These traditional baked beans have a nice blend of flavors and a thick pleasant sauce. They were a hit at our son's wedding.
- 2 pounds dried navy beans
- 4 quarts water
- 2 large onions, chopped
- 1/2 pound bacon or salt pork, cut into 1/2-inch pieces
- 1-1/2 cups ketchup
- 1/2 cup molasses
- 1/2 cup packed brown sugar
- 2 tablespoons prepared mustard
- 1 tablespoon salt
- Sort beans and rinse with cold water. Place beans in a Dutch oven or soup kettle; add water to cover by 2 in. Bring to a boil; boil for 2 minutes. Remove from the heat; cover and let stand for 1 to 4 hours or until beans are softened.

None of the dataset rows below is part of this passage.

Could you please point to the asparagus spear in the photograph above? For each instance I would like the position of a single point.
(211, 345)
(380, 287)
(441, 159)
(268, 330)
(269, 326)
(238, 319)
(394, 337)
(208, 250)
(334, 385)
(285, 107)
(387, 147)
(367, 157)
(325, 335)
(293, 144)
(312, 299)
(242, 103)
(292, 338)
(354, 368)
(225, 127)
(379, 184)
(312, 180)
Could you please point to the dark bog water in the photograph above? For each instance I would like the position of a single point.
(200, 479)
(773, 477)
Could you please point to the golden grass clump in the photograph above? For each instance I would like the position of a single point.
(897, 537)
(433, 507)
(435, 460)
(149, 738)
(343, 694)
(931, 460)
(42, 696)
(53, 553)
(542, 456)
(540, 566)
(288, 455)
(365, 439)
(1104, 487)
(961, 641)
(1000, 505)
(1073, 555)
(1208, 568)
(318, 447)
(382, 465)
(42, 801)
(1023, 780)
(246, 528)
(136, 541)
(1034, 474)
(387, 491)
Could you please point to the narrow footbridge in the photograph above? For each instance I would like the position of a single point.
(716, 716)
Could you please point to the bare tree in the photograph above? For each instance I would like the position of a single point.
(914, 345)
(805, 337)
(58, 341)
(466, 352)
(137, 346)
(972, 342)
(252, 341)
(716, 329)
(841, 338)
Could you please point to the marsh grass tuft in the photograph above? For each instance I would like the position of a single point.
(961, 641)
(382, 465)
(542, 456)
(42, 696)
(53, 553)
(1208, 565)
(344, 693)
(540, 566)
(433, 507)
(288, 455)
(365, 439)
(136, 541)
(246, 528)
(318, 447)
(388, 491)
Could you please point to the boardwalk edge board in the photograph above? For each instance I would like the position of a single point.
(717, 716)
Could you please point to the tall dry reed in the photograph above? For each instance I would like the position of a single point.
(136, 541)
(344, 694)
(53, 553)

- Drain and rinse beans, discarding liquid. Return to Dutch oven; add 4 qts. water. Bring to a boil. Reduce heat; cover and simmer for 1 hour or until the beans are almost tender. Drain and reserve liquid. Combine beans with the remaining ingredients.
- Transfer to two ungreased 2-1/2-qt. baking dishes or bean pots. Add 1-1/2 cups reserved cooking liquid to each casserole; stir to combine.
- Cover and bake at 325° for 3 to 3-1/2 hours or until beans are as thick as desired, stirring occasionally. Add more of the reserved cooking liquid if needed. Yield: 16-18 servings.